Submitted to: Plant Science
Publication Type: Peer reviewed journal
Publication Acceptance Date: 1/20/2014
Publication Date: 9/1/2014
Citation: Bunce, J.A. 2014. Limitations to soybean photosynthesis at elevated carbon dioxide in free-air enrichment and open top chamber systems. Plant Science. 226:131-135. Interpretive Summary: The stimulation in crop yields with rising atmospheric carbon dioxide depends primarily on the amount of increase in photosynthesis. The amount of stimulation in photosynthesis at elevated carbon dioxide depends on which biochemical component of the photosynthetic system limits photosynthesis. These experiments tested which component was limiting in soybeans grown under field conditions at an elevated carbon dioxide concentration using two different carbon dioxide enrichment systems. The results will be of interest to scientists attempting to maximize crop yields at future atmospheric carbon dioxide concentrations.

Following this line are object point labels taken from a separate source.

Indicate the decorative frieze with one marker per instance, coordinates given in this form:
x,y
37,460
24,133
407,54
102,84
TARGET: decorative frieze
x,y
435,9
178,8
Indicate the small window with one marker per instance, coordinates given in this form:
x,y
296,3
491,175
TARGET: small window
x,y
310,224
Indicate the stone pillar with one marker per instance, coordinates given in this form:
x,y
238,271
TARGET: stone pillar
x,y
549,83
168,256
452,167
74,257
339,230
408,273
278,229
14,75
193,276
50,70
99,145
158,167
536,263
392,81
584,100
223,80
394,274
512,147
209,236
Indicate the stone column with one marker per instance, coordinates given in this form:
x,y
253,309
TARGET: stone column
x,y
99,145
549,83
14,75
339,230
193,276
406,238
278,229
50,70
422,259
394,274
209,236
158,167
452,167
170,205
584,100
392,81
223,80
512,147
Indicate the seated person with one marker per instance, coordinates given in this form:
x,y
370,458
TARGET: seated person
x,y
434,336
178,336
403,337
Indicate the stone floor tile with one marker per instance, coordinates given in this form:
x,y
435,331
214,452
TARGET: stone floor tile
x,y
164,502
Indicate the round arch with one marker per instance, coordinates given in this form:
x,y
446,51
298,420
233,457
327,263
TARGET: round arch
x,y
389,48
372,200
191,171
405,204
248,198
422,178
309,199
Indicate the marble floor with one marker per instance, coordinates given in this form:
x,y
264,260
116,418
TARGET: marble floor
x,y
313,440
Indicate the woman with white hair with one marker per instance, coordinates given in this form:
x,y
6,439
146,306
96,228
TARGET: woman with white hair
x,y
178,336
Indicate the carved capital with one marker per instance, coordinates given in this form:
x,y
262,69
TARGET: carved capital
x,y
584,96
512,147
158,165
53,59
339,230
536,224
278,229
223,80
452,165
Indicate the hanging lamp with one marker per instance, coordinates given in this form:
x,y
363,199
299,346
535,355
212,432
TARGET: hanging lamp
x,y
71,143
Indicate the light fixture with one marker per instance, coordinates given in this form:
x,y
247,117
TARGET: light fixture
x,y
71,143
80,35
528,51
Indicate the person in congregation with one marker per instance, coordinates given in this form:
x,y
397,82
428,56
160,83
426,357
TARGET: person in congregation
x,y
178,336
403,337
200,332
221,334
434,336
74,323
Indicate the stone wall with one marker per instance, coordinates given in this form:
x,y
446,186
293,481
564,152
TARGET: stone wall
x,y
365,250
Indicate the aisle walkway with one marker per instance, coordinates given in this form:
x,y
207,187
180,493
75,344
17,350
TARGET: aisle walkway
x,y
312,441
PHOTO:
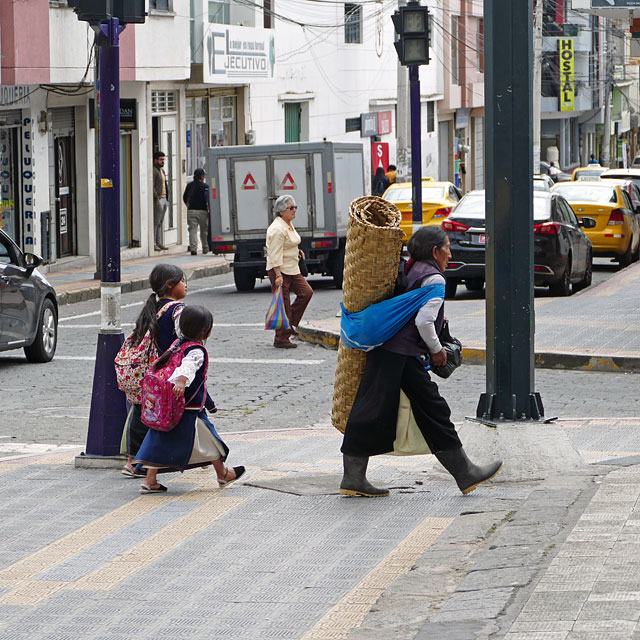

Technical Abstract: It has been suggested that the stimulation of soybean photosynthesis by elevated carbon dioxide concentration was less in free-air carbon dioxide enrichment (FACE) systems than in open top chambers (OTC). However, this has not been tested using the same cultivars grown in the same location. We tested the hypothesis that soybean photosynthesis at high light and elevated carbon dioxide (ambient + 180 ppm) was limited by electron transport in FACE systems but by ribulose-bisphosphate carboxylation capacity in OTC. We also compared FACE systems with daytime and continuous carbon dioxide enrichment. The results indicated that in both cultivars examined, midday photosynthesis at high light was always limited by ribulose-bisphosphate carboxylation capacity, both in the FACE and in the OTC systems. Daytime only carbon dioxide enrichment did not affect photosynthetic parameters or limitations, but did result in significantly smaller yields in both cultivars than continuous elevation. Photosynthesis measured at low photosynthetic photon flux density was not higher at elevated than at ambient carbon dioxide, because of an acclimation to elevated carbon dioxide which was only evident at low measurement photon flux density. This type of acclimation of photosynthesis to elevated carbon dioxide could substantially reduce daily canopy photosynthesis, and should be accounted for in soybean crop simulation models.